第27話 ダンジョン内で何か起こったようです

 俺はいつも通り探索者協会シーカーきょうかいへと向かう。


 あれからさらに1週間が経ったが、特に生活の変化はなかった。


 あるとすれば、お金がたくさん稼げるようになり、家計の負担が減ったことぐらいだろうか。


 あとはそうだな、京香さんの件だ。


 あれは本当に大変だった。


 休みたくもなかった授業を欠席したせいで、先生にその理由を問い詰められ、そのせいで説教5時間問という苦痛な時間を経験した。


 けど、よかったこともある。それは、千住君がここ1週間、教室に訪ねてこなくなったことだ。


 おかげで、お昼ご飯をゆっくりと食べられるようになり、ストレスが減った。


 高校生活も充実し、ダンジョン探索も5層以上にはまだいけていないものの、かなり成長した実感を得ている。


 特に、最近使っている短剣が使い勝手がいいことに気づき、愛用している。


 探索者協会シーカーきょうかいに訪れるとやけに事務員が忙しそうにバタバタとしている。


「なんだろう。やけに騒がしいな」


 よく見ると、今日は高レベル探索者シーカーが多いことにも気づく。


「菜々花さん!!」


 俺は菜々花さんの名前を呼ぶと、窓口からチラッと姿を見せた。


「あれ?日向くん?どうしたの?」


「あ、いえ、なんかやけに騒がしいなと思いまして」


「そうなのよ。実はね、ダンジョン5層でレベル・3の探索者シーカーの死体が発見されたの」


「え、5層でレベル・3の探索者シーカーが!?」


 ダンジョンの5層はレベル・1でもスキルとある程度、実戦を積んでいればで突破できる層だ。

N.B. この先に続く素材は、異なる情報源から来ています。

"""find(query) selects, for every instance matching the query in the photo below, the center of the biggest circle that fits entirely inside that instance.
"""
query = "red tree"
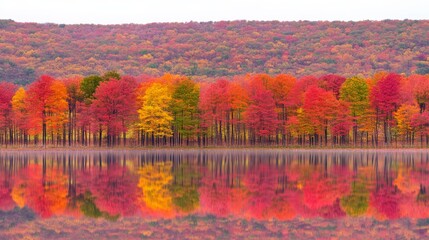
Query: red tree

 ましてはレベル・3の探索者シーカーが5層で死ぬだなんてありえない。


「それでね。会長が緊急指令を出して、今、高レベル探索者シーカーが調査に向かわせているのよ。それで、私たち事務員はその処理に追われてるってわけ」


「それは、大変ですね」


 それにしても、これだけざわざわしているのは初めて見る。


 それほどに緊急事態なんだろう。


「いい日向くん!!ダンジョンに潜っちゃダメとは言わないけど、5層に立ち寄っちゃだめよ!いいね!!」


「あ、はい」


 菜々花さんの強い一言には逆らえない。


 とはいえ、今日は元から5層に行くつもりなどないんだがな。


 ほら、ここ最近、ずっと同じ武器を使ってて、新調した短剣もあくまでサブ装備、基本的には片手剣で戦うのが俺の戦い方。

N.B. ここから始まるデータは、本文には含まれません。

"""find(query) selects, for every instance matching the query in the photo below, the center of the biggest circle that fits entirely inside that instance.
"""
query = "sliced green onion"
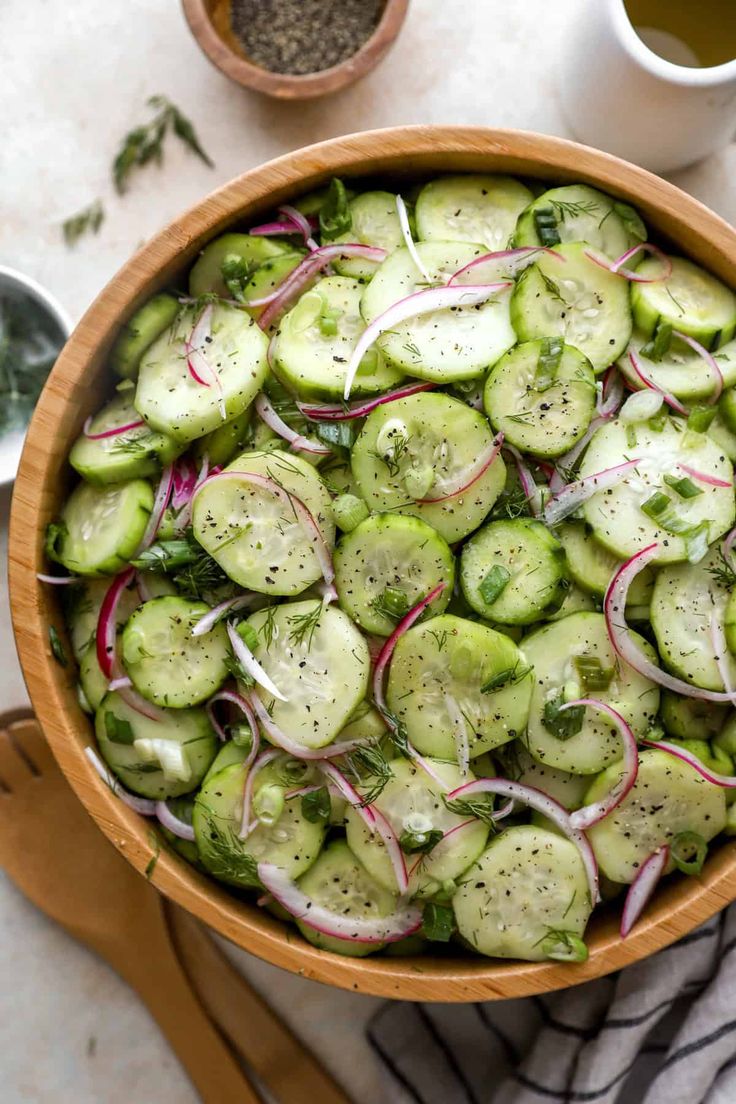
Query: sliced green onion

 けど、ここずっと使っているからか、最近、刃がボロボロであるとことに気づいた。


 さすがに、切れ味が悪くなると、必然的に魔物を倒すのにも苦戦するため、今日は3層程でやめておこうと考えていた。


「あっ、そういえば、その高レベル探索者シーカーっていったい誰なんですか?」


 聞いてた理由は特にないが、純粋に気になった。


 5層でレベル・3の探索者シーカーが死ぬことはまず前例がない以上より慎重に調査を行うはずだ。

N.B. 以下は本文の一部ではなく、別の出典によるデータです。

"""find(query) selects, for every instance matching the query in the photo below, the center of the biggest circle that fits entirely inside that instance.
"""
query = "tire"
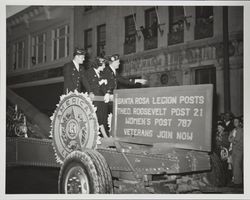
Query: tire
(216, 176)
(83, 173)
(103, 171)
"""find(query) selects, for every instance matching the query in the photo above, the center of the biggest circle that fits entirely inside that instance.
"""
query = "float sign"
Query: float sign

 なら、高レベル探索者シーカーもかなりの強者の可能性が高い。


「神城家が率いるパーティーよ。しかも、あの神城由紀さんが所属するパーティーの」


「え?マジですか」


「マジよ」


「それは、少し変ですね」


「やっぱり?日向くんもそう思う?」


「ええ、あまりにも過剰戦力です」


 たしかに5層でレベル・3の探索者シーカーが死亡したのは前例がないから大騒ぎになるのはわかるんだが、それにしたって、探索者シーカーの中でも最強の一角である神城家のパーティーを向かわせるのは少し違和感を感じる。


「まぁ、日向くんが気にすることじゃないよ」


「そうですよね」


「そうだよ」


 たしかに、俺が気にすることじゃない。


 だって、俺は所詮はレベル・1の探索者シーカーなんだから。


「それじゃあ、俺はダンジョンに潜りますね」


「うん。今日も頑張ってね!!」


 忙しい中でも、こちらを向いて笑った。


 (最近、思うんだが、菜々花さんってマジ天使じゃないか?)


 たまに見かける探索者シーカーが事務員に口説いている光景だが、口説く理由がわかった気がする。


「はい!頑張ります!!」


 菜々花さんの笑顔を力に変えて今日もダンジョンへと潜る。